Prof. Rolf-Rüdiger Radeisen
Die Rechtsvorschriften, die im Umsatzsteuerrecht den Ort der Lieferung regeln, sind an unterschiedlichen Stellen erfasst. Der Gesetzgeber hat aus diesem Grund in § 3 Abs. 5a UStG eine Reihenfolgevorgabe aufgenommen, um eindeutig festzulegen, welche Vorschriften als speziellere Normen den allgemeinen Bestimmungen vorgehen. Damit ist der Ort der Lieferung immer anhand der folgenden Reihenfolge zu prüfen:
Reihenfolge bei der Bestimmung des Orts der Lieferung |
Rechtsvorschrift |
Inhalt |
§ 3c UStG |
Ort der Lieferung in besonderen Fällen (seit 1.7.2021 insbesondere sog. innergemeinschaftlicher Fernverkauf): Ort der Lieferung, wenn der Gegenstand vom Lieferer in einen anderen Mitgliedstaat an Privatpersonen oder nicht regelbesteuerte Unternehmer in besonderen Fällen befördert oder versendet wird. Dies ist seit dem 1.7.2021 davon abhängig, dass die unionseinheitliche Umsatzschwelle von 10.000 EUR überschritten ist. In besonderen Fällen unterliegen seit dem 1.7.2021 Lieferungen auch der Ortsbestimmung durch § 3c UStG, wenn der Gegenstand aus dem Drittlandsgebiet eingeführt wird. |
§ 3e UStG |
Ort der Lieferung von Gegenständen während einer Beförderung an Bord eines Schiffs, eines Flugzeugs oder einer Eisenbahn, die innerhalb des Gemeinschaftsgebiets verkehren. |
§ 3g UStG |
Ort der Lieferung von Gas über das Leitungsnetz oder Elektrizität sowie von Wärme oder Kälte durch ein Fernleitungsnetz. |
§ 3 Abs. 6 UStG |
Grunddefinition der Beförderungs- oder Versendungslieferung (bewegte Lieferung): Ort der bewegten Lieferung ist dort, wo die Warenbewegung beginnt bzw. der Gegenstand einem Beauftragten übergeben wird. |
§ 3 Abs. 6a UStG |
Definition und Bestimmung für den Ort eines Reihengeschäfts. Dabei kann im Rahmen eines Reihengeschäfts nur eine der Lieferungen als bewegte Lieferung i.
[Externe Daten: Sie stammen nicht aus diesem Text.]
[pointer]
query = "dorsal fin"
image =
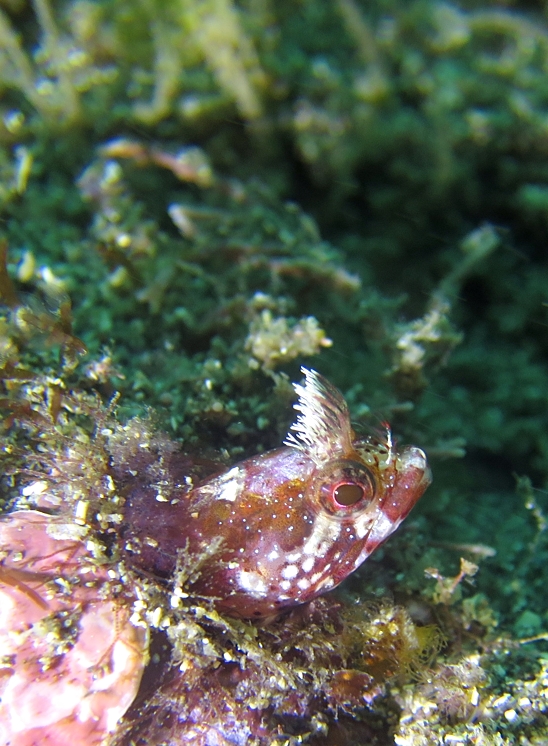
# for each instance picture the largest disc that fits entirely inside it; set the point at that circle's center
(322, 430)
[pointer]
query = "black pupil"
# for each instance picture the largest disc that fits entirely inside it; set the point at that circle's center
(348, 494)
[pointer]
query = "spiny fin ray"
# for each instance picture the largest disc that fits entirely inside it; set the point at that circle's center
(322, 430)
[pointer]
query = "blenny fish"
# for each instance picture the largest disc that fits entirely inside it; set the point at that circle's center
(280, 528)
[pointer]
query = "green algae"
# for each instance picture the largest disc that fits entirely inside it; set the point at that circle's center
(378, 168)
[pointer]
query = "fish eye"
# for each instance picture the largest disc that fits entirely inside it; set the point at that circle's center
(348, 494)
(344, 486)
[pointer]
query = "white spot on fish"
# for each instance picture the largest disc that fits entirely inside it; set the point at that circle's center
(290, 571)
(252, 582)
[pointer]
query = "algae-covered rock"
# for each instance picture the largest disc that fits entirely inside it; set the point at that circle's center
(199, 196)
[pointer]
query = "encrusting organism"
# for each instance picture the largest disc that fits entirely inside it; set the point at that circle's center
(159, 551)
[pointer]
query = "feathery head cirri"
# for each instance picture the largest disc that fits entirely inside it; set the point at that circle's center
(281, 528)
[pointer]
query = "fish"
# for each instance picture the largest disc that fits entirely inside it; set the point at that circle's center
(277, 529)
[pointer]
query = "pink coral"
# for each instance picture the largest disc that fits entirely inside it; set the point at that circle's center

S. v. § 3 Abs. 6 UStG angesehen werden, alle anderen Lieferungen sind ruhende Lieferungen, deren Ort sich nach § 3 Abs. 7 Satz 2 UStG bestimmt. § 3 Abs. 6a UStG regelt abschließend (national), welcher der Lieferungen in der Reihe die Warenbewegung zuzuordnen ist. |
§ 3 Abs. 6b UStG (seit 1.7.2021) |
Zuordnung der bewegten Lieferung bei Ausführung einer Lieferung in einer fiktiven Lieferkette durch einen Betreiber einer elektronischen Schnittstelle. In bestimmten Fällen kann eine elektronische Schnittstelle (Portal) als Lieferer in eine Lieferkette eingebunden sein (fiktives Reihengeschäft), § 3 Abs. 3a UStG. Die Zuordnung der bewegten Lieferung in diesen Fällen wird über § 3 Abs. 6b UStG geregelt. |
§ 3 Abs. 7 Satz 1 UStG |
Ortsbestimmung für Lieferungen, bei denen im Zusammenhang mit der Verschaffung der Verfügungsmacht keine Warenbewegung stattfindet (ruhende Lieferung). Der Ort der (ruhenden) Lieferung ist dort, wo sich der Gegenstand zum Zeitpunkt der Verschaffung der Verfügungsmacht befindet. |
§ 3 Abs. 7 Satz 2 UStG |
Ruhende Lieferung im Rahmen des Reihengeschäfts. Der Ort bestimmt sich dabei abhängig davon, ob die ruhende Lieferung vor oder nach der bewegten Lieferung erfolgt. Dies gilt seit dem 1.7.2021 entsprechend auch bei den fiktiven Reihengeschäften nach § 3 Abs. 3a UStG. |
§ 3 Abs. 8 UStG |
Verlagerung des Orts der Lieferung in das Inland, wenn der Gegenstand aus dem Drittlandsgebiet eingeführt wird und der Lieferer Schuldner der Einfuhrumsatzsteuer ist. § 3 Abs. 8 UStG ist eine Sondervorschrift zu § 3 Abs. 6 UStG. |
Zeitpunkt der Lieferung
§ 3 Abs. 6 und Abs. 7 UStG regeln auch den Zeitpunkt der Lieferung. Dies setzt aber voraus, dass eine Lieferung tatsächlich zustande kommt.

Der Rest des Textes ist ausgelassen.